Lemmon était surtout connu à Norman pour son programme d’élevage de chimpanzés très réussi et pour ses expériences d’accueil croisé à long terme, qui ont débuté en 1962 avec l’achat de ses deux premiers chimpanzés, Pan (né au Ghana) et Wendy (née en Sierra Leone). Les jeunes chimpanzés, âgés d’un an à leur arrivée, ont été élevés dans la maison des Lemmons avec leurs deux enfants humains, Peter et Sally, âgés de onze et dix ans. (Trois demi-frères et sœurs issus du premier mariage de leur père leur rendaient périodiquement visite). Peter Lemmon, qui se souvient avec tendresse de Pan et Wendy, les décrit comme « ses deux premiers frères et sœurs poilus ». Il y en aura beaucoup d’autres.
Convaincu que les études comparatives entre les humains et les chimpanzés permettraient de mieux comprendre l’évolution du cerveau humain, une chose que les chercheurs connaissaient encore très peu, Lemmon a voulu découvrir tout ce qu’il pouvait sur le comportement et le développement précoce des chimpanzés. La clé, selon lui, était d’élever les chimpanzés dans des foyers humains, où leur « humanité » pourrait être renforcée et rendue plus distincte et observable. Lemmon prévoyait de créer une colonie de chimpanzés élevés par des humains et isolés des membres de leur propre espèce, ainsi qu’une colonie parallèle de chimpanzés élevés par leur mère naturelle et vivant dans un grand groupe social. Lorsqu’il était d’humeur fantasque, il se demandait, parfois devant la presse, si les chimpanzés pouvaient apprendre à parler, à comprendre la valeur d’un dollar ou à conduire une voiture. Jusqu’à présent, personne n’avait prouvé le contraire. La génétique des chimpanzés, la médecine légale de l’ADN, la découverte du sida, la loi sur les espèces menacées et le projet Nim avaient encore des années devant eux.

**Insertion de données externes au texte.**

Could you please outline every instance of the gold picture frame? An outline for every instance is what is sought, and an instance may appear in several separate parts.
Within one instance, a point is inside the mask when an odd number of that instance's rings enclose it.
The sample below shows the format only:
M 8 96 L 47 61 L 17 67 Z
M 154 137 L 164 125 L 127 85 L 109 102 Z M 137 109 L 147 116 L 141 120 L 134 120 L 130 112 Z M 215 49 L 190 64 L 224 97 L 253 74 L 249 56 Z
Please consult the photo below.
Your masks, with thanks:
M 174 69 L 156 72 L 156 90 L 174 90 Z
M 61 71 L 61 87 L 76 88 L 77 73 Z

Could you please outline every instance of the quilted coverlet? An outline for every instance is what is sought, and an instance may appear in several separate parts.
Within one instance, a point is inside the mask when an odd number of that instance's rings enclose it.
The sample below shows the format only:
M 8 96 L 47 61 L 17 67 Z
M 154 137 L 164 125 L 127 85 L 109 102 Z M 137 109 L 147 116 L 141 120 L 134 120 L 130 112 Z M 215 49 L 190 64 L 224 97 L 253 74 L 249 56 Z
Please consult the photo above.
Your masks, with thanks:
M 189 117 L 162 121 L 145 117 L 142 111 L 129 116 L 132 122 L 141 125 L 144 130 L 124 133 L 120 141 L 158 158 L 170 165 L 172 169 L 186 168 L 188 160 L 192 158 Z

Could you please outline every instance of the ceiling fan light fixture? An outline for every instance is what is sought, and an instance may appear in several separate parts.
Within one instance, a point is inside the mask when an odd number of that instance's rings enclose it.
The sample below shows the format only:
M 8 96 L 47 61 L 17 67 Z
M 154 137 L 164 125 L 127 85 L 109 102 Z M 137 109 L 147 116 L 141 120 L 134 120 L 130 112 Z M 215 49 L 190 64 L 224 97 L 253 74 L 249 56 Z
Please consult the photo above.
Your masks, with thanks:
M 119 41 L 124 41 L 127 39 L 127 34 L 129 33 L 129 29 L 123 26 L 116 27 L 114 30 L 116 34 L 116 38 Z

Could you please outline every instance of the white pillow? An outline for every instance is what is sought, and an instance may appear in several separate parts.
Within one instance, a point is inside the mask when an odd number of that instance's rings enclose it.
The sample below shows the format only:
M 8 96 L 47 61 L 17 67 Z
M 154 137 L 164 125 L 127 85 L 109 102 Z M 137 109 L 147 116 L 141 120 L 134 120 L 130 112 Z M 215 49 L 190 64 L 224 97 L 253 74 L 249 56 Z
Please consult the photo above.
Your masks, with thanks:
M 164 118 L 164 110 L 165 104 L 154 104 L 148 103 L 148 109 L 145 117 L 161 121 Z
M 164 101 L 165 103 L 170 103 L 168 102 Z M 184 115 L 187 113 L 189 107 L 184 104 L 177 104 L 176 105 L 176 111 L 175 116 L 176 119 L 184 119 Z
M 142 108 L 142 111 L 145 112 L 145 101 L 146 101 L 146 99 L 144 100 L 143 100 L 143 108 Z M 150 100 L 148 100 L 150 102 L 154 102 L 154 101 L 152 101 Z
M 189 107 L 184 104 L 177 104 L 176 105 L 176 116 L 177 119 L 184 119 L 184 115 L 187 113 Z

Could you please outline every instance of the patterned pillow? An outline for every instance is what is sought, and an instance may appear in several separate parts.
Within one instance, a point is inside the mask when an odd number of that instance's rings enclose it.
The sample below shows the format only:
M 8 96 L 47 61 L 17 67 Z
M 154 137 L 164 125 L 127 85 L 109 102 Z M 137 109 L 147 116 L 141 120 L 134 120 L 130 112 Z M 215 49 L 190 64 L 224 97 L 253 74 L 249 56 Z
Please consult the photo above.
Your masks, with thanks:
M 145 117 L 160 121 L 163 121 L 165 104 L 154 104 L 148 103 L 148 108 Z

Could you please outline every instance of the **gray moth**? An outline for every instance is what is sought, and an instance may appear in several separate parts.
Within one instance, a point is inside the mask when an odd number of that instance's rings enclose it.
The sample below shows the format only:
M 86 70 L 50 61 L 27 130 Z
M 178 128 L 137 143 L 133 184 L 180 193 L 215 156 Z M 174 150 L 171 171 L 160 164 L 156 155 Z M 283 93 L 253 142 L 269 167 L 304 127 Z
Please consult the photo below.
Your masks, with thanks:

Pan et Wendy ont été le début de toutes les aspirations de Lemmon. Au cours de leurs premières années, les jeunes chimpanzés attirent l’attention et sont une nouveauté en Oklahoma aussi importante que le premier modèle T. Les gens avaient vu quelques chimpanzés dans des films ou à la télévision, mais jamais de près. Désireux de les montrer, Lemmon a permis à ceux en qui il avait confiance de les tenir et d’interagir avec eux, ce qui était un plaisir rare. Les étudiants qu’il avait choisis faisaient la queue pour l’aider à recueillir des données détaillées, parfois heure par heure, sur le développement de Pan et Wendy. Ils étaient de magnifiques ambassadeurs de leur espèce, et en même temps remarquablement semblables à des enfants humains, ce qui les rendait infiniment attachants. Les associés de Lemmon avaient adopté toutes sortes d’animaux dans son sillage, principalement des oiseaux et des singes exotiques, et maintenant ils voulaient aussi leurs propres chimpanzés. Lemmon, désireux de collecter davantage de données pour ses recherches, entreprit de faire venir d’autres chimpanzés à Norman.